In February, West released his latest album, “The Life of Pablo,” in a fairly unconventional way: he made it exclusively available on the music streaming service TIDAL, a subscription based platform. Though there is a lot of music on TIDAL, fans had to buy a $20 subscription just to hear this new album, which he claims will “never be available for purchase.” This has led to gigantic numbers of illegal downloads of this album, mostly from torrent site The Pirate Bay. Some have joked that the album is the first album to go platinum on The Pirate Bay.
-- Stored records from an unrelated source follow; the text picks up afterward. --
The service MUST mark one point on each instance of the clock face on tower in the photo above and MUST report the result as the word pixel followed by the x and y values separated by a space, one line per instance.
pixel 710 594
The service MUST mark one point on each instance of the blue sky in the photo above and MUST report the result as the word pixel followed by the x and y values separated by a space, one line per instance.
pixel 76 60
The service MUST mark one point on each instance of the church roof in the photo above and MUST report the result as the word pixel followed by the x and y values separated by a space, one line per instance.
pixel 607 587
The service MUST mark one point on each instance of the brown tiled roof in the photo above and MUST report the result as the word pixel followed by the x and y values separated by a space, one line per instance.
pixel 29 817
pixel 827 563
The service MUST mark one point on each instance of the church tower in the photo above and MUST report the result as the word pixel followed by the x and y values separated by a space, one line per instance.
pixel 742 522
Opinions on the release of this album aside, West is hard to ignore, and whether people paid or not, his album was heard. However, within the last week, West has done something else that is virtually unheard of in the music world. He has just released a new, slightly updated and altered version of the album on TIDAL, only a little more than a month after its initial release. This has caught much attention (and criticism), and sparked several discussions across the internet of whether this is something that musicians should do. Should a musician be able to alter an album after it is released? What does this mean for album releases going forward?
By altering an already-released album, West is changing the way that traditional music consumption is done. Sometimes, several years after an album is released, there may be a reissue of that album, with added tracks or re-imaginings of songs that people have come to know and love. What West has done isn’t a reissue, but instead a slight alteration, which may even be intended to slip under some people’s radars. By simply updating the album and replacing the tracks, which again is only available on TIDAL, first-time listeners may never know that what they are hearing is not the original version of the album. What he has done is essentially created an opportunity to have an album that can evolve and change as he sees fit; it can become an ever-evolving project, not just a static album that is released and will remain the same forever.
Whether you agree with it or not, it is definitely different. Many see this as a publicity stunt, the same way that many saw the release of the album on TIDAL as a publicity stunt. But it begs the question: Should musicians be able to alter an album once it’s released? Filmmakers do it, software programmers do it and video game studios do it, so who is to say that musicians can’t do it as well?
Does it take away from the artistic statement of an album if the musician can change what they don’t like about it whenever they want? I think it certainly does. An album is a snapshot of an artist’s mind at the time of its creation. If you were to go back and update every picture you’ve ever taken, nothing would be the original or retain any sentimental value. Once an album is released, it should remain the way it was on the day it came out. A reissue is one thing; this is another issue altogether.
For more opinions on this matter, music reviewer Anthony Fantano uploaded a video discussing the subject, which can be found on his YouTube channel, The Needle Drop. The video is entitled “Changing The Life of Pablo (Should albums be altered?).” West’s latest version of “The Life of Pablo” can be found on TIDAL, and only on TIDAL.